While this budget is simply proposed and not the final one to be voted on for sure, it is certainly a wish list from the governor. That budget is set to be hammered out and negotiated between members of the PA House and Senate. So what exactly are your representatives saying about the budget? Statements, both written and verbal, are below.
State Senator Doug Mastriano
“The governor’s budget proposal calls for deficit spending that could lead to future tax increases or cuts in programs for senior citizens, military veterans and children.
“Gov. Josh Shapiro’s budget would throw more money into underperforming public schools instead of empowering parents through enhanced school choice programs that enable students to succeed. Throwing money into failing programs doesn’t create solutions; it creates more expensive problems.
“The governor wants to use more tax dollars from central Pennsylvanians to subsidize bus and train rides for Philadelphians through increased state funding for the Southeastern Pennsylvania Transportation Authority, or SEPTA. I don’t believe taxpayers across Pennsylvania should have to send more of their money to subsidize the crime-ridden, incompetently run public transit system in Philadelphia.
“Gov. Shapiro seems to want to follow the example of his extreme progressive counterparts in California and New York, where excessive government spending has created huge budget deficits and led to increased inflation. The governor’s proposal would put Pennsylvania on a path toward financial collapse and economic ruin.
“The problem with socialist government spending schemes is, to paraphrase British Prime Minister Margaret Thatcher, at some point you eventually run out of other people’s money. Gov. Shapiro’s budget would spend taxpayers’ money faster than they could earn it.”
State Representative Jesse Topper
“At face value, the governor’s proposal spends well beyond the state’s means. He is seeking to increase spending by $3.7 billion to $48.34 billion and that is simply unsustainable moving forward. The programs the governor wants to create will not be retired when economic conditions worsen and at that point, they will lead to a massive tax increase.
“While there is much in the proposal that I found problematic, I was encouraged to hear the governor embrace a model similar to my House Bill 1574 to create performance-based funding incentives for institutes of higher education. This method of funding will use metrics to ensure these institutions are providing a true value for our students and families while improving the accountability over how these tax dollars are spent.
“I was also cautiously optimistic when the governor called on the House and Senate to create a school funding model that not only included recommendations of the Basic Education Funding Commission, but also an endorsement of a school scholarship plan, similar to the Lifeline Scholarships that were proposed in last year’s budget. As I have said, all students, especially those in schools that are in crisis, need a path to a brighter future. I look forward to working with my colleagues to tackle the difficult issues and have the tough, but necessary conversations about transforming our educational system in Pennsylvania.”

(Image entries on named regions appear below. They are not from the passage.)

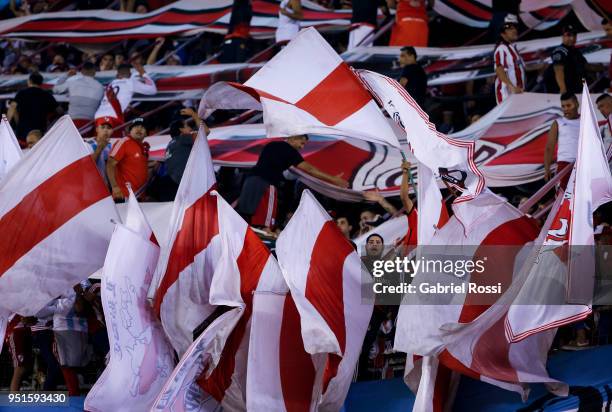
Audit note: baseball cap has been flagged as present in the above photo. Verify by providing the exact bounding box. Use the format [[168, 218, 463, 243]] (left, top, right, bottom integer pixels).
[[562, 24, 578, 34], [96, 116, 114, 127], [128, 117, 147, 131]]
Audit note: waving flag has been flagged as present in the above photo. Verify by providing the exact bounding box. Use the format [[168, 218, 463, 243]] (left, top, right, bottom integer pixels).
[[276, 190, 373, 410], [200, 28, 399, 147], [84, 189, 174, 412], [0, 115, 22, 352], [154, 192, 281, 411], [0, 115, 23, 182], [0, 116, 118, 315], [150, 124, 220, 355], [506, 86, 612, 341]]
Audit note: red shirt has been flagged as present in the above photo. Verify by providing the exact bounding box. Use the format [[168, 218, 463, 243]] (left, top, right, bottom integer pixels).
[[109, 137, 148, 197]]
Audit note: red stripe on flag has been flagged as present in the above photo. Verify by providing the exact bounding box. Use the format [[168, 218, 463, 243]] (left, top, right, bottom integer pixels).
[[0, 156, 109, 276], [153, 191, 219, 317], [197, 228, 270, 402], [278, 295, 316, 412], [295, 63, 372, 126], [470, 316, 519, 382], [306, 220, 353, 392]]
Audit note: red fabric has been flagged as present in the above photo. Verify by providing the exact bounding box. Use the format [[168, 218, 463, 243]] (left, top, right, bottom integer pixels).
[[251, 186, 278, 227], [110, 137, 148, 197], [557, 162, 574, 190]]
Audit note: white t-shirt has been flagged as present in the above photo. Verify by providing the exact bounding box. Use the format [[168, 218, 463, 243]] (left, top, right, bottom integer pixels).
[[95, 73, 157, 119], [557, 117, 580, 163], [276, 0, 300, 43], [493, 42, 525, 104]]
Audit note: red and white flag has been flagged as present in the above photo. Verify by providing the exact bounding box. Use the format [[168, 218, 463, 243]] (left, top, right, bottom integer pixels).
[[0, 116, 118, 315], [359, 70, 485, 206], [149, 127, 221, 355], [395, 191, 567, 404], [0, 115, 23, 182], [84, 189, 174, 412], [199, 28, 399, 148], [276, 190, 373, 410], [154, 192, 281, 411], [506, 86, 612, 341]]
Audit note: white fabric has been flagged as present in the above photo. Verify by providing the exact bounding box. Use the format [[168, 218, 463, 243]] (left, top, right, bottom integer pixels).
[[276, 190, 373, 411], [275, 0, 300, 43], [0, 116, 118, 316], [346, 24, 374, 51], [0, 115, 23, 182], [149, 128, 220, 354], [493, 42, 525, 104], [84, 196, 174, 412], [557, 117, 580, 163], [94, 73, 157, 119], [359, 70, 485, 209]]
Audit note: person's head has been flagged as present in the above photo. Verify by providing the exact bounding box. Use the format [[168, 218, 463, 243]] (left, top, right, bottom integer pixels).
[[128, 117, 147, 142], [170, 119, 195, 138], [366, 233, 385, 257], [601, 18, 612, 39], [28, 73, 43, 87], [399, 46, 417, 67], [561, 24, 578, 47], [595, 93, 612, 118], [26, 129, 42, 149], [100, 53, 115, 71], [561, 93, 578, 119], [117, 64, 132, 79], [500, 14, 518, 43], [166, 54, 182, 66], [336, 216, 353, 239], [96, 116, 113, 140], [287, 134, 308, 150], [81, 62, 96, 77], [134, 1, 149, 14]]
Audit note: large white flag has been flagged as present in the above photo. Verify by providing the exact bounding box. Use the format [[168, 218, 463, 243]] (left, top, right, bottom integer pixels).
[[276, 190, 373, 411], [149, 127, 220, 355], [0, 116, 118, 315], [85, 189, 174, 412], [199, 28, 399, 148], [0, 115, 22, 352], [0, 115, 23, 182]]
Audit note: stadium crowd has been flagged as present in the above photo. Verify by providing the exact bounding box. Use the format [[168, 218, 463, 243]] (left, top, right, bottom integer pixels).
[[0, 0, 612, 395]]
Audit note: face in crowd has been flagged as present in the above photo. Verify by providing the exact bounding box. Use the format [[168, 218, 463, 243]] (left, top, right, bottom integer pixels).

State Representative Paul Schemel
State Senator Judy Ward
“The budget the governor proposed today is outrageous and puts Pennsylvania on an unsustainable and dangerous path for the future,” Ward said. “Because of the fiscal responsibility championed by the Senate Republican Caucus, Pennsylvania has received better bond ratings and national recognition for the financial stability it has achieved. At a time of high inflation, rising prices and economic instability, state government must enact fiscally responsible policies to counteract those negative trends.”
“The governor’s proposed budget needs work,” Ward said. “As we move through the budget negotiation process, we cannot just spend more money and expect different results. We must focus on wholistic solutions that create jobs, empower parents, and defend our freedoms. Pennsylvania needs to stop harmful policies like the Regional Greenhouse Gas Initiative (RGGI) electricity tax, advance helpful policies like the Pennsylvania Award for Student Success (PASS) scholarship program, and cut government red tape that hampers innovation and job creation.”